More than 18,000 Arizona students who dropped out of high school this year will cost the state $7.6 billion over their lifetimes, according to a new report from Arizona mayors that details the economic devastation.

The report shows that youths who drop out of high school are less likely to find a job or earn a living wage and more likely to have poor health, engage in criminal behavior and require public assistance than those who finish high school.

“We know as mayors the future success of the schools in our cities and our cities are one and the same,” Phoenix Mayor Greg Stanton said Wednesday at a news conference at Phoenix’s Central High School. He and several other mayors from the Phoenix area and rural Arizona participated in the Arizona Mayors Education Roundtable, which commissioned the report.

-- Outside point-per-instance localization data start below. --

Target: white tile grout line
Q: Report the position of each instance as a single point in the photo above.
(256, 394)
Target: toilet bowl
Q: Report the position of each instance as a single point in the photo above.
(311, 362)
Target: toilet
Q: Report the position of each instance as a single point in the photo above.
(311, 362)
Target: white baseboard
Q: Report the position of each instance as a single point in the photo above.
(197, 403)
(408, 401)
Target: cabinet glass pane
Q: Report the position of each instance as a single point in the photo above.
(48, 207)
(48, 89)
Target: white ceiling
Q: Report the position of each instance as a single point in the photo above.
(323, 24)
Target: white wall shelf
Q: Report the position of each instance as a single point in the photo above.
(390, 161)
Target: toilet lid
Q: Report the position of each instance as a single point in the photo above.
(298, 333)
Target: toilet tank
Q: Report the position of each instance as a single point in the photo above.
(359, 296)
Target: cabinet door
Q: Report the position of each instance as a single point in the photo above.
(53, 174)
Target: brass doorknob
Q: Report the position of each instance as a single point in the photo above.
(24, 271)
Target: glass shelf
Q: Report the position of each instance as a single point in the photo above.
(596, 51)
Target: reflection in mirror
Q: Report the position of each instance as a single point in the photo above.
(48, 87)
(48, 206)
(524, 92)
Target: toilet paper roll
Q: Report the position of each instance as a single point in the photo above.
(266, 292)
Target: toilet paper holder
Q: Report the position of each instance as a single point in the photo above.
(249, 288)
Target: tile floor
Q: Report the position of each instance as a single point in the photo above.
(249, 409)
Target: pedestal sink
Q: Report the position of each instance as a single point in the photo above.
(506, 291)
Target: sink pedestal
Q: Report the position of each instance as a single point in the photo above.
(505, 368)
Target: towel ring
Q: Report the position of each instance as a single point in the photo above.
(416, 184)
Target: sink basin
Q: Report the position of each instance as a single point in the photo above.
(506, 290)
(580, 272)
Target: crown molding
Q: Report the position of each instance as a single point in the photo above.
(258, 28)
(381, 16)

The report examined the impact of dropouts in Phoenix, Tucson, Mesa, Tempe, Gilbert, Goodyear and Avondale, as well as the rural areas of Miami, Oro Valley and Sahuarita. Mayors from the communities are part of the Arizona Mayors Education Roundtable.

High-school dropouts cost Arizona $4.9 billion in lost income; $869 million in health costs; $1.7 billion in crime-related expenses; and $26 million in welfare over their lifetimes, according to the report.

Arizona loses $294 million over the lifetimes of high-school dropouts in the productivity declines of a less-educated workforce and $145 million in taxes collected to pay for government expenses over their lifetimes, the report said. The report added that high-school dropouts who end up going to college later save Arizona $398 million.

Each mayor spoke of existing initiatives in their cities aimed at increasing the graduation rate, including after-school programs, literacy projects and partnerships with school districts. But the mayors presented the report with the hope of attracting a response from the state’s business leaders.

“That number is your number too. You have as much at stake as anyone in the success of our schools,”

“We plan to challenge the business community and say, ‘That number is your number too. You have as much at stake as anyone in the success of our schools,'” Stanton said.